En un viejo país ineficiente, algo así como España entre dos guerras civiles, poseer una casa y poca hacienda y memoria ninguna. -- Gil de Biedma
by Migeru (migeru at eurotrib dot com) on Mon Jan 18th, 2010 at 09:37:22 AM EST
[ Parent ]
That would be thanks to the Mistral and Tramontane.
I have lived near Marseille a couple of years back: it is a windy country.
by Bernard on Mon Jan 18th, 2010 at 12:06:31 PM EST
[ Parent ]
I did too, and it makes me wonder if there is such a thing for this as too much windstrength.

When it blows hard, I can't imagine a 80km/h windgust is exploitable. But, maybe it s...
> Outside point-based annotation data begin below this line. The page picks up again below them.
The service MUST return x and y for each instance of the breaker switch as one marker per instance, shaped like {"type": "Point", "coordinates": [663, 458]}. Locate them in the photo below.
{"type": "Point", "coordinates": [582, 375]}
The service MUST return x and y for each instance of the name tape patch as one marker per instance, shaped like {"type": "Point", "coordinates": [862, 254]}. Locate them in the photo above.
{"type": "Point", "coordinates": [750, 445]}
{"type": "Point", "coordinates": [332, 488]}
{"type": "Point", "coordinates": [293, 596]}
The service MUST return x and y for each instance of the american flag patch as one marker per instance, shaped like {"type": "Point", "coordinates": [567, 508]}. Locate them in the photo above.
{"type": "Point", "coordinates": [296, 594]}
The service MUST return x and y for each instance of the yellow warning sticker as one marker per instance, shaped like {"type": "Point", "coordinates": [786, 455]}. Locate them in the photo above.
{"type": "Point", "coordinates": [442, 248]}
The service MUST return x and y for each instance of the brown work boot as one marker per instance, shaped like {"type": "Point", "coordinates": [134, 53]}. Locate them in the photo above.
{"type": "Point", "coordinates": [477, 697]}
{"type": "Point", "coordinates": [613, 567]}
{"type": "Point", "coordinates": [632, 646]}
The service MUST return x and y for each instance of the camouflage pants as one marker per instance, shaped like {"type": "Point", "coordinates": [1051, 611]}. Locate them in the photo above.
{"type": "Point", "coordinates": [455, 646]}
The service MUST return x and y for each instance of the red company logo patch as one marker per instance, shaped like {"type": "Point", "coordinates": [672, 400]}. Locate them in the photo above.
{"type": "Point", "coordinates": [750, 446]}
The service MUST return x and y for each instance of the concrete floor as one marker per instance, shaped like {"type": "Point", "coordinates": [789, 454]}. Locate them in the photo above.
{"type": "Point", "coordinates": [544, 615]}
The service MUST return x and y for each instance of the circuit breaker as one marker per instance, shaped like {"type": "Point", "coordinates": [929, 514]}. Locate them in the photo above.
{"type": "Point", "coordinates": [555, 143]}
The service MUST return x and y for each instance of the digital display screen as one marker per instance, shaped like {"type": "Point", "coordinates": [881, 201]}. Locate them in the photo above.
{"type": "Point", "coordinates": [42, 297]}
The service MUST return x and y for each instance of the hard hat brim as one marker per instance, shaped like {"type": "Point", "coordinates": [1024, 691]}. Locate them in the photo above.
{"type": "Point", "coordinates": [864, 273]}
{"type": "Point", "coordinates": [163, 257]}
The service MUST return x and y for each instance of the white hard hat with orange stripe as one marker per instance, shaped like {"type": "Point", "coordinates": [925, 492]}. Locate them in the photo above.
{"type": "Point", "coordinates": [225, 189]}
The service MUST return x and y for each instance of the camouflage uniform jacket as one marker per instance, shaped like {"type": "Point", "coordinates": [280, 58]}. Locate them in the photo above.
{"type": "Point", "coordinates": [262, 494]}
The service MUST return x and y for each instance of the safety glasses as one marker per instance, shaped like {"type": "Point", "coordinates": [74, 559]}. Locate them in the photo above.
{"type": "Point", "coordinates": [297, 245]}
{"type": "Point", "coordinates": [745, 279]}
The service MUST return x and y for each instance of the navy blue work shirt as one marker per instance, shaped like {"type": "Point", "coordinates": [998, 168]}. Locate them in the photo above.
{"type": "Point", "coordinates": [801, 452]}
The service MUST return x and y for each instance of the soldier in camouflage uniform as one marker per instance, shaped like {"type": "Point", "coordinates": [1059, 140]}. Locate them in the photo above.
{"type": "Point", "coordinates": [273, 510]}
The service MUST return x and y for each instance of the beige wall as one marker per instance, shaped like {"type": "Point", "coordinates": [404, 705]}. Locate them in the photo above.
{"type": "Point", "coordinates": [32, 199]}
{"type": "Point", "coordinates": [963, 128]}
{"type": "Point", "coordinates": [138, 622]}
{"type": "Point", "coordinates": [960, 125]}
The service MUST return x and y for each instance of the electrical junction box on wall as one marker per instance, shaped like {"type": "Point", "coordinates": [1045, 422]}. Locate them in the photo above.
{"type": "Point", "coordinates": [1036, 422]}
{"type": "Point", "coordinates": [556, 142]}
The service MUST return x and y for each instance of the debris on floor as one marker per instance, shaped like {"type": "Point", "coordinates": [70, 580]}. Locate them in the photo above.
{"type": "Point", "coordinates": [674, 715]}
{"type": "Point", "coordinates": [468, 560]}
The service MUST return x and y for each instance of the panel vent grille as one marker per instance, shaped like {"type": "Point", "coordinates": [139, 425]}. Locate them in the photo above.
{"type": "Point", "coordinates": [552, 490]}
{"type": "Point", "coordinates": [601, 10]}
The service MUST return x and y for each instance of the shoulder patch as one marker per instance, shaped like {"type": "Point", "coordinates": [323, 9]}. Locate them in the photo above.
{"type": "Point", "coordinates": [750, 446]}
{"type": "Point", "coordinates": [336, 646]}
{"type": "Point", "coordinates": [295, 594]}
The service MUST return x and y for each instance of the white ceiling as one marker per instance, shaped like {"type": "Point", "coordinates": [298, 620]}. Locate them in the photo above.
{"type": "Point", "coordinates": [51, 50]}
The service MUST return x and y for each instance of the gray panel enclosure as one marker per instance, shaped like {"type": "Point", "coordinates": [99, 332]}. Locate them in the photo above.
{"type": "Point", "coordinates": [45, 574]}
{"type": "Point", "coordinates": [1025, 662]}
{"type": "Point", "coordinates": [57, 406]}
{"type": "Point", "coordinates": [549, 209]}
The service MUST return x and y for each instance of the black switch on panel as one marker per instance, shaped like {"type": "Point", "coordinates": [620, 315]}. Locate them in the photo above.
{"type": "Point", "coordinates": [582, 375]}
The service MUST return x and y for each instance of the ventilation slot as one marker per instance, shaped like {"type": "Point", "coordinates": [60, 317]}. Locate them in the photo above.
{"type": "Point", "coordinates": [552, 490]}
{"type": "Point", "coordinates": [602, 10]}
by redstar on Mon Jan 18th, 2010 at 04:16:15 PM EST
[ Parent ]
The wind resource is great. The difficulty onshore is to find locations that don't disturb people, and offshore to find somewhere not too deep and not to close to shore.

In the long run, we're all dead. John Maynard Keynes
by Jerome a Paris (etg@eurotrib.com) on Mon Jan 18th, 2010 at 04:30:19 PM EST
[ Parent ]
In fact it looks like the French Atlantic coast should support offshore wind just like the North Sea, unlike the Mediterranean basis or, curiously, the Iberian Peninsula's Atlantic coast.

(source: US Geological Service bathymetry map for Europe)

En un viejo país ineficiente, algo así como España entre dos guerras civiles, poseer una casa y poca hacienda y memoria ninguna. -- Gil de Biedma

by Migeru (migeru at eurotrib dot com) on Mon Jan 18th, 2010 at 09:34:51 AM EST
[ Parent ]
I'm still looking for a better map, because there's a rather big difference for offshore wind between 20-40m depths and 50-100m depths...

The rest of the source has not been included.